We first see the issue with v6.17, specifically we first see the issue
with 9b8b84879d4a ("block: Increase BLK_DEF_MAX_SECTORS_CAP"), the same
one as for the mpt3sas issue. However, for the mpt3sas issue, it was
discussed that this commit seems to merely uncover a preexisting issue
in the driver [0], likely the case is similar here.
Interestingly enough, we also found that our reproducer did not trigger
a crash anymore on v7.0 (028ef9c96e96).
git bisect identified the following as the first good commit (with which
our reproducer doesn't trigger a crash anymore):
12da89e8844a ("block: open code bio_add_page and fix handling of
mismatching P2P ranges")
We are not sure why it appears to fix the issue in case of our
reproducer. Also, we are not sure if it fixes the issue generally, or
just a specific codepath our reproducer is hitting.
Some users report that their setups with Micron NVMes still trigger the
issue, so probably the commit is not a complete fix. We don't have a
test system with Micron NVMes available to test ourselves though.

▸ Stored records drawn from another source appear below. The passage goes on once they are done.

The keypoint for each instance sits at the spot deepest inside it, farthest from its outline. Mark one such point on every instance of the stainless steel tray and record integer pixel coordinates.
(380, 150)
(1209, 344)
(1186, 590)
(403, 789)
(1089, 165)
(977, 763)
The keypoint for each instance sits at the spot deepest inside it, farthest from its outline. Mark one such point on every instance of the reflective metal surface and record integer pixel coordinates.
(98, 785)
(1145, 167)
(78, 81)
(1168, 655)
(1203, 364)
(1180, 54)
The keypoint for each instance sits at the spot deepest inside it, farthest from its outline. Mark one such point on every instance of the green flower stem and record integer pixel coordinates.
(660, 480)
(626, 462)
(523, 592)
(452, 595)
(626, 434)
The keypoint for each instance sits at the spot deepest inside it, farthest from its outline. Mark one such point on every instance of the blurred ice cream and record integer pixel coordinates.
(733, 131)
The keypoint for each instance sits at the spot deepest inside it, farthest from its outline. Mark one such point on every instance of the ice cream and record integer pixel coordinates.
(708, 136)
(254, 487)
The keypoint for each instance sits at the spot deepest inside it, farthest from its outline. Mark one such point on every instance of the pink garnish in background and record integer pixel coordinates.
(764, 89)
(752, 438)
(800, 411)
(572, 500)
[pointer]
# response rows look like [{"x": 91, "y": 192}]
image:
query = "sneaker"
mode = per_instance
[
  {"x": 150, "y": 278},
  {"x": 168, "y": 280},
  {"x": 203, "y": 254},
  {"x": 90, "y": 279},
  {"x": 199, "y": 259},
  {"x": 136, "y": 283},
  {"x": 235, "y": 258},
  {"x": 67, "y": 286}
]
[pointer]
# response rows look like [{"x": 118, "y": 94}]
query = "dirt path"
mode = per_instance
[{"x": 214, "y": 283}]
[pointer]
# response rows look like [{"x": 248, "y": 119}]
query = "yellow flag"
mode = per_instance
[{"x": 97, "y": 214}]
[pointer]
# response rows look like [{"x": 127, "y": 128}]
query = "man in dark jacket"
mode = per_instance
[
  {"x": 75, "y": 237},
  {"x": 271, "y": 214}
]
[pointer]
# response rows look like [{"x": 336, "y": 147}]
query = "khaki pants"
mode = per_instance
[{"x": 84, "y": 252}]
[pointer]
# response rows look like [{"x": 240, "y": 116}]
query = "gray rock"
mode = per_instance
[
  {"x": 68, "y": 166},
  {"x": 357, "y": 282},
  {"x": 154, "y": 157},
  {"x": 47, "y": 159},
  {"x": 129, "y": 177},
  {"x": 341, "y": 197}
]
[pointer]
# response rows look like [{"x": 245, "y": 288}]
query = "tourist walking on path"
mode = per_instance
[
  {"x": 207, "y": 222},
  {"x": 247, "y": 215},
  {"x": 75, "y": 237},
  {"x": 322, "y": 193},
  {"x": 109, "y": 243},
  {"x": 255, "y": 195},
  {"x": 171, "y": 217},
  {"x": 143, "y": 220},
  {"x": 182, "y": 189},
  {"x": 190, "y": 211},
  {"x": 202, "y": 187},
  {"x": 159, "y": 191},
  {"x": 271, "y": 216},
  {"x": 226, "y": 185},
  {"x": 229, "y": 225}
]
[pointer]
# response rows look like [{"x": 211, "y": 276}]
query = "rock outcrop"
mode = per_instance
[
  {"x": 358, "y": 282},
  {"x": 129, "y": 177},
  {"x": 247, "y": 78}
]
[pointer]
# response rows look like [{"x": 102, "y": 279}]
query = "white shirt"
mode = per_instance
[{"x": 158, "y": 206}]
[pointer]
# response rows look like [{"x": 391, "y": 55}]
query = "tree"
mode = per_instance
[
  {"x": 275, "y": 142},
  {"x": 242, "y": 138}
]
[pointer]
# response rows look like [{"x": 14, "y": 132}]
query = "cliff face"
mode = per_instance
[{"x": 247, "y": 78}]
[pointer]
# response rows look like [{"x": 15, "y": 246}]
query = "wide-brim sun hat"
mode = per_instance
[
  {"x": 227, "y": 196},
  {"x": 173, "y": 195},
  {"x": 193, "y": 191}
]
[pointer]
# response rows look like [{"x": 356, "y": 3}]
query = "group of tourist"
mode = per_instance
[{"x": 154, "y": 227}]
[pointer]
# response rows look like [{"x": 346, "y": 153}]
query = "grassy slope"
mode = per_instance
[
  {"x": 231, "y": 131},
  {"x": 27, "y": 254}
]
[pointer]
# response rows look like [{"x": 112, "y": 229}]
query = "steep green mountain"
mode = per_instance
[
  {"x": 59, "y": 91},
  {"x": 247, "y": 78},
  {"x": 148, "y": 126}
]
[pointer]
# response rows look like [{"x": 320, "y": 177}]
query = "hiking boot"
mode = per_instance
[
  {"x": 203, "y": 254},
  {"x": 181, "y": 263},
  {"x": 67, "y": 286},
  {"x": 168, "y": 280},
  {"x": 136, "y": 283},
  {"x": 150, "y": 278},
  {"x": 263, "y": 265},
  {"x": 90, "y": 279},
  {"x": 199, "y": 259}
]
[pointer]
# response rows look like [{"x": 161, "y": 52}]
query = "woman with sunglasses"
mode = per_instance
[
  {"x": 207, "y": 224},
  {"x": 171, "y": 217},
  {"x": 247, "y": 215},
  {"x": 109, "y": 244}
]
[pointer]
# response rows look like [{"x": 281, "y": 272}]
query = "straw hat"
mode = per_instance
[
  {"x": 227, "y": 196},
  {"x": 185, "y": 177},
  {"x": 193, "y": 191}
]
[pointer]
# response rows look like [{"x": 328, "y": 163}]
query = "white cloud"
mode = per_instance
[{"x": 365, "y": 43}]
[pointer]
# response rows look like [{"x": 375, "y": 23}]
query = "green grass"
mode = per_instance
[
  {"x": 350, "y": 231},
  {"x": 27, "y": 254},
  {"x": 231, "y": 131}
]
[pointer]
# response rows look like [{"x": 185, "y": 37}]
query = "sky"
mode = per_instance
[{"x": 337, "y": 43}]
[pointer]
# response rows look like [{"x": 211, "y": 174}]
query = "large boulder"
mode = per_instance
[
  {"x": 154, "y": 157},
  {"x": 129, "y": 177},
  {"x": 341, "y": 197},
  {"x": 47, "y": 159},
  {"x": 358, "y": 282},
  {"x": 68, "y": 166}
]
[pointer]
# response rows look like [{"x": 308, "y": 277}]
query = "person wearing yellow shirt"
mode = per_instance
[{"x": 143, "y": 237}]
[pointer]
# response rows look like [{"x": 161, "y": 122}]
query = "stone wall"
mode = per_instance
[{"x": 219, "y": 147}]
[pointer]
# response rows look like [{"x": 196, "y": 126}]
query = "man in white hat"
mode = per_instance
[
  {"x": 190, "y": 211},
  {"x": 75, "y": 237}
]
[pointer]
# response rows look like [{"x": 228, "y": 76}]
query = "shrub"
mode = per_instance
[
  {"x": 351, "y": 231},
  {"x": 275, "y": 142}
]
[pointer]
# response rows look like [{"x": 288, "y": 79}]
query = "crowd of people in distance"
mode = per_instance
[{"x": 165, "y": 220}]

While looking for the root cause, we found an unapplied patch that might
be related [1].
Does anyone have an idea how to further debug this issue?
[0]
https://lore.kernel.org/all/7a0cfc66-3131-4b94-87f2-cbb96595ebb6@xxxxxxxxxx/
[1]
https://lore.kernel.org/all/GPhsSM0vkgyIrs0DIZ62qeUZX7X4RxwQXVKiuvMx-lHQVSPDxpztUyQOGS0xikqvJ-Z94hMV-dW_5KN_0CX2hsfV7kTf_t0MTf6vdAAaSEc=@magik.net/